The major causes are:
o   Loss of bicarbonate (eg diarrhoea, pancreatic biliary drainage and urinary diversions (ureterosigmoidostomy)
o   Renal tubular acidosis (RTA).
o   Other: saline loading, TPN and cholestyramine use. 

c)  What is the most likely cause of the abnormality in this patient?

Type 4 RTA.

Discussion

Let us dissect these results systematically.

  1. The A-a gradient cannot be calculated, as no FiO2 is supplied to us
  2. There is acidaemia
  3. The PaCO2 is compensatory
  4. The SBE is not supplied, but the bicarbonate is 10, suggesting a severe metabolic acidosis
  5. The respiratory compensation is adequate and lurks around the natural limits of human respiratory compensation for metabolic acidosis- the expected PaCO2(10 × 1.5) + 8 = 23mmHg
  6. The anion gap is normal:
    (135 + 5.7) - (120 + 10) = 10.7
  7. Urinary pH and electrolytes are not supplied, but they would be interesting.

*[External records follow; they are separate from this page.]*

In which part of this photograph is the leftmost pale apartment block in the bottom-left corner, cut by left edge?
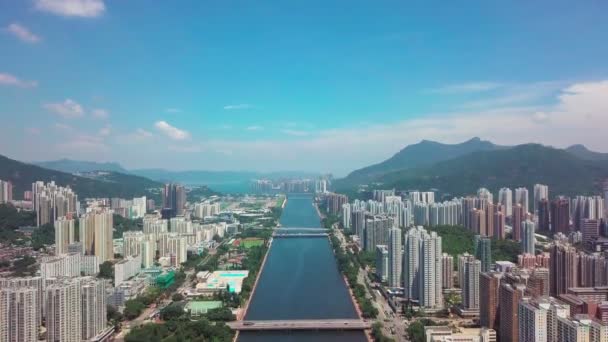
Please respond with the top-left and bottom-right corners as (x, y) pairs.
(0, 287), (40, 342)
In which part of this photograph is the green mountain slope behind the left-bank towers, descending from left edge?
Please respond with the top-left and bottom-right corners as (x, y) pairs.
(0, 156), (162, 199)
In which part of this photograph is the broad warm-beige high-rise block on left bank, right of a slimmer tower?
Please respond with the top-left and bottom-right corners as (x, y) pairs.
(78, 210), (114, 264)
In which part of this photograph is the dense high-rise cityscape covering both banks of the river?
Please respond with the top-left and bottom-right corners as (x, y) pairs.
(0, 170), (608, 342)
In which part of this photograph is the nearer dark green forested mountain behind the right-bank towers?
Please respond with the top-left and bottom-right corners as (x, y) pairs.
(364, 144), (608, 196)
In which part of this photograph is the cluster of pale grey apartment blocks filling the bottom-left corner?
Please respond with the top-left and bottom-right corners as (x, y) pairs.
(0, 269), (108, 342)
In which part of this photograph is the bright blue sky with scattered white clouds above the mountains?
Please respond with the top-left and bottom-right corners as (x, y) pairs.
(0, 0), (608, 175)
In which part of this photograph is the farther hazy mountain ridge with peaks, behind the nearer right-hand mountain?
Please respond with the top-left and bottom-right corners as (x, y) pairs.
(342, 138), (502, 184)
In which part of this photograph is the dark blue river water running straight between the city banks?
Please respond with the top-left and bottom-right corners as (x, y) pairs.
(239, 194), (366, 342)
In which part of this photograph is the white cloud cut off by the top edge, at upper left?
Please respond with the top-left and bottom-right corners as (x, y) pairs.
(35, 0), (106, 18)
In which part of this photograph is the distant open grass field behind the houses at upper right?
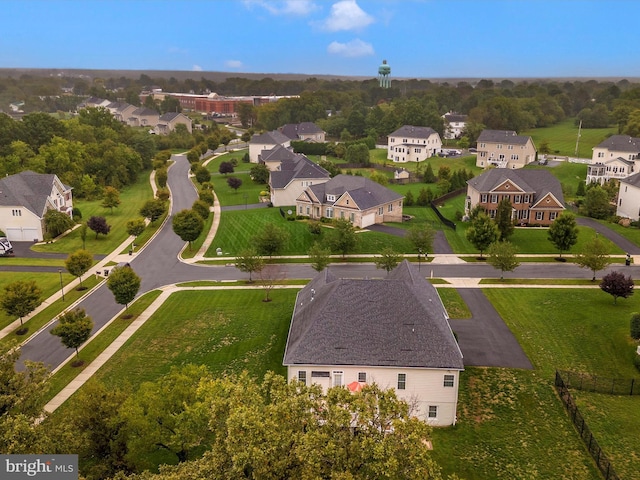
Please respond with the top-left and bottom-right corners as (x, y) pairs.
(518, 118), (617, 158)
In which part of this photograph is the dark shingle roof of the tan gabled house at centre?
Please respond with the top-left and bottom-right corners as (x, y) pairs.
(309, 174), (403, 210)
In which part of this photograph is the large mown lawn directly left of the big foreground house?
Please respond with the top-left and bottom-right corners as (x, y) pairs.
(89, 288), (298, 386)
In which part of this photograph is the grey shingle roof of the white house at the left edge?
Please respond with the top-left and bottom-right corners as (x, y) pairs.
(0, 170), (71, 218)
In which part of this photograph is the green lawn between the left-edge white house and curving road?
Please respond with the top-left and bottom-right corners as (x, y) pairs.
(33, 172), (159, 255)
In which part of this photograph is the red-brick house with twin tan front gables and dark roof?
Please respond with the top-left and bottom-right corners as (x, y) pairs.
(465, 168), (565, 225)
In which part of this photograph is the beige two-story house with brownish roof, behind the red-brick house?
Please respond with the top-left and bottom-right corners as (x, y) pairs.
(476, 130), (536, 169)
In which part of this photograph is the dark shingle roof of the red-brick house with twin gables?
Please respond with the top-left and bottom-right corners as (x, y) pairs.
(467, 168), (564, 204)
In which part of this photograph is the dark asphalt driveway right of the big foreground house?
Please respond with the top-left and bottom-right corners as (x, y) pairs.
(450, 288), (533, 369)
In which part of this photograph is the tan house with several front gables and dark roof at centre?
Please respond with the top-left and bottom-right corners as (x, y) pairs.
(296, 175), (404, 228)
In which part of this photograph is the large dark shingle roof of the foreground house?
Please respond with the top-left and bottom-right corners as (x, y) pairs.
(283, 260), (464, 370)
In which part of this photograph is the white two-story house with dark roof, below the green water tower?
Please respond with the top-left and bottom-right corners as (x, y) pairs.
(387, 125), (442, 163)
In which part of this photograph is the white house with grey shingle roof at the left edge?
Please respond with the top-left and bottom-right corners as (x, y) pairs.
(0, 171), (73, 242)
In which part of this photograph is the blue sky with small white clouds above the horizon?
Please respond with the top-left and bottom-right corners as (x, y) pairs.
(0, 0), (640, 79)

Three causes of normal anion gap metabolic acidosis?

The mnemonic PANDA RUSH comes to mind, even though it is not very good.

  • Pancreatico-duodenal fistula
  • Acetazolamide
  • Normal saline intoxication (or any other sort of exogenous chloride excess)
  • Diarrhoea
  • Aldosterone antagonists
  • Renal tubular acidosis Type 1 (distal)
  • Ureteric diversion
  • Small bowel fistula
  • Hyperalimentation (TPN)

In the question text, the college harps on about the raised potassium. Truly, there is only one sort of normal anion gap acidosis which is stereotypically associated with hyperkalemia:  Type 4  renal tubular acidosis, or the use of spironolactone. Of all the other causes, none have any firm commitment to hyperkalemia.

References

References

Laing, Christopher M., et al. "Renal tubular acidosis: developments in our understanding of the molecular basis." The international journal of biochemistry & cell biology 37.6 (2005): 1151-1161.

An excellent overview of the physicochemical approach to RTA can be found in this article from Critical Care.

Ring, Troels, Sebastian Frische, and Søren Nielsen. "Clinical review: Renal tubular acidosis–a physicochemical approach." Critical Care 9.6 (2005): 573.